Here are some secrets to making light, fluffy and flavorful fried rice, no matter what ingredients you use.
Use previously chilled leftover rice
To get the perfect fried rice, you’ll want to use yesterday’s rice as it’s had a chance to dry out a bit in the refrigerator. The heat of the pan and the liquid seasoning (soy sauce) will re-steam and hydrate the leftover rice. If you try to use freshly cooked, hot rice (like I did years ago,) you’ll end up with too much moisture in the rice and will make a heavy mess in the pan.
High heat is essential
But high heat doesn’t mean that you need super high BTU’s or a gas stove. All it takes is a bit of patience to let your pan or wok heat up. The high heat ensures that whatever ingredients that you put into the pan gets fried quickly and that each grain of rice gets hot to the core.
A common mistake of stir frying is to constantly poke, prod, turn and flip every second. In a restaurant kitchen where flames are so powerful they can singe your brows, chefs have to keep things moving. But in home kitchens, our stovetops need a little more time to do their work to heat up and cook our food. If you keep poking at the rice, the grains will break, release more starch and turn the entire thing goopy. It will never have a chance to fry correctly…not enough “wok time” as my Mom likes to say. The best thing is to do is to spread out the rice, use the entire cooking surface of the pan and just leave it alone. Put your spatula down and back away from the stove for a minute. Give the rice a chance to heat up. Then flip, toss and redistribute the rice, again spreading it out and leaving it alone to cook another side.

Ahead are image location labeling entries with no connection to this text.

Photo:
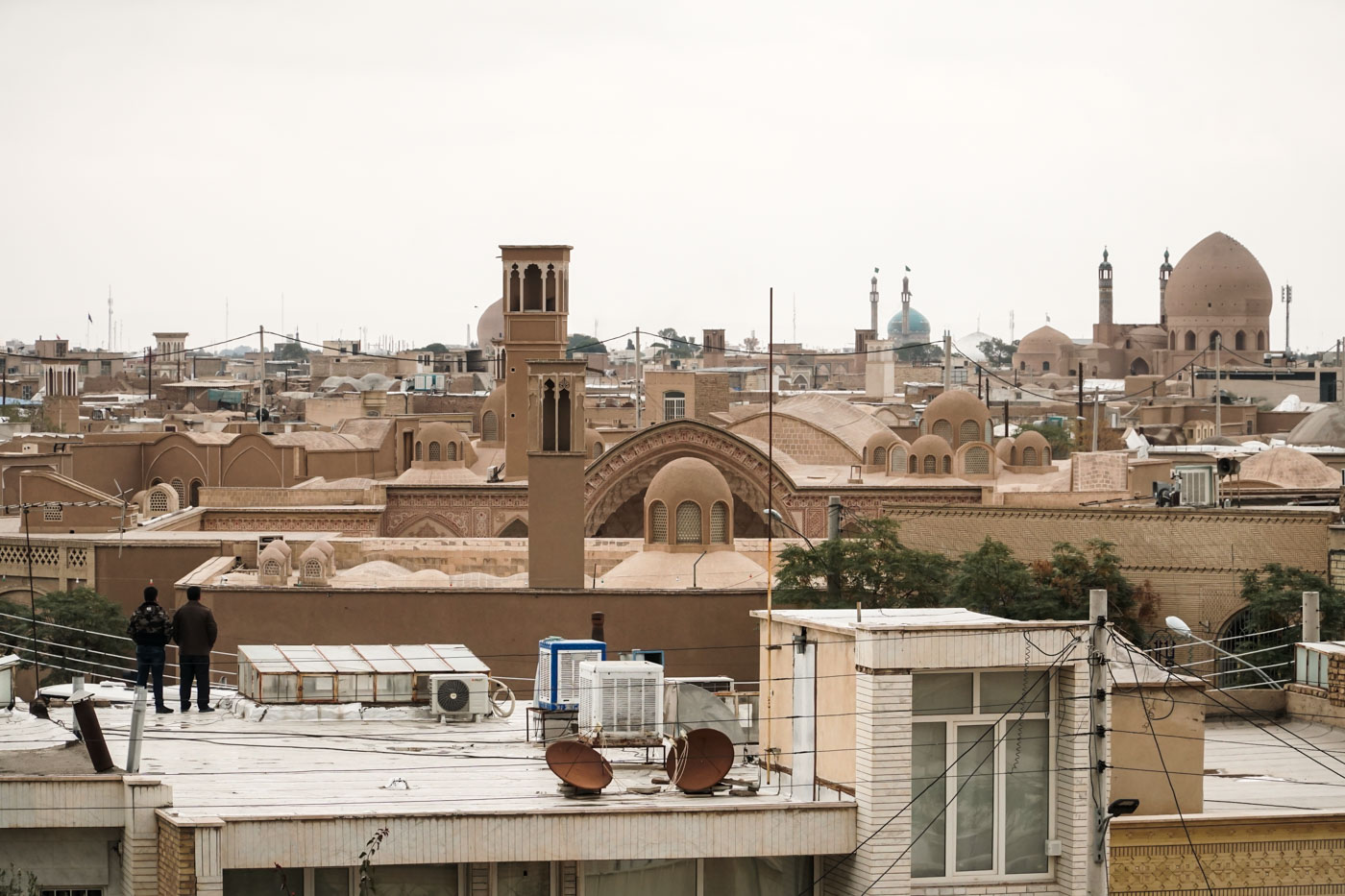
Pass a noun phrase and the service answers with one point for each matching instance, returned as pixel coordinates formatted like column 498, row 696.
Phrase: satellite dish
column 699, row 761
column 578, row 765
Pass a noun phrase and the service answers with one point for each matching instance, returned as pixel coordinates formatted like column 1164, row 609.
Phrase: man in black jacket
column 194, row 630
column 151, row 628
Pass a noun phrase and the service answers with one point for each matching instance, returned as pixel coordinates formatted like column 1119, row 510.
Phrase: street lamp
column 772, row 514
column 1183, row 628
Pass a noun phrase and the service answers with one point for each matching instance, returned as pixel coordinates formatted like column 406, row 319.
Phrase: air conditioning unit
column 1199, row 485
column 558, row 670
column 713, row 684
column 623, row 697
column 460, row 695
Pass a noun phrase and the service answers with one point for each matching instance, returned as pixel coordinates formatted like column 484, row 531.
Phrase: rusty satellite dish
column 699, row 761
column 578, row 765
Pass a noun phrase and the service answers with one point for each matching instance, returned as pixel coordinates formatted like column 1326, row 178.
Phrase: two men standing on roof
column 192, row 627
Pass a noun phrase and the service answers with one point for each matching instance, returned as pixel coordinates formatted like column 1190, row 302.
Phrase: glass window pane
column 928, row 761
column 414, row 880
column 757, row 876
column 331, row 882
column 999, row 691
column 1026, row 797
column 524, row 879
column 643, row 876
column 262, row 882
column 941, row 693
column 975, row 798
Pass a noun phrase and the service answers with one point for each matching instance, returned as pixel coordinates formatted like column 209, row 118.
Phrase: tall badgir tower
column 544, row 401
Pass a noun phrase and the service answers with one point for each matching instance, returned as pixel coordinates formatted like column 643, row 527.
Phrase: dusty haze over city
column 365, row 160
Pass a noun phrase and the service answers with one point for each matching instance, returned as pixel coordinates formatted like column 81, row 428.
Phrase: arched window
column 658, row 522
column 975, row 462
column 689, row 523
column 674, row 405
column 720, row 523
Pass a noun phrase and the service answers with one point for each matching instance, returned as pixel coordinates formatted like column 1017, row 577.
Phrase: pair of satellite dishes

Fry ingredients separately
Fried rice has many different ingredients, and in my home it’s usually just a mixture of whatever vegetables, meats or seafood I can scrounge up from the refrigerator or freezer. But whatever the ingredients, you want to make sure that you can taste each individual one. To do this, you’ve got to fry your meat or seafood first, remove from the wok or pan when 80% cooked through and then toss it back in towards the end of the stir fry to finish cooking. Because if you try to fry all of the ingredients at the same time in the same pan, they’ll all compete for “wok time” and everything will end up tasting exactly the same!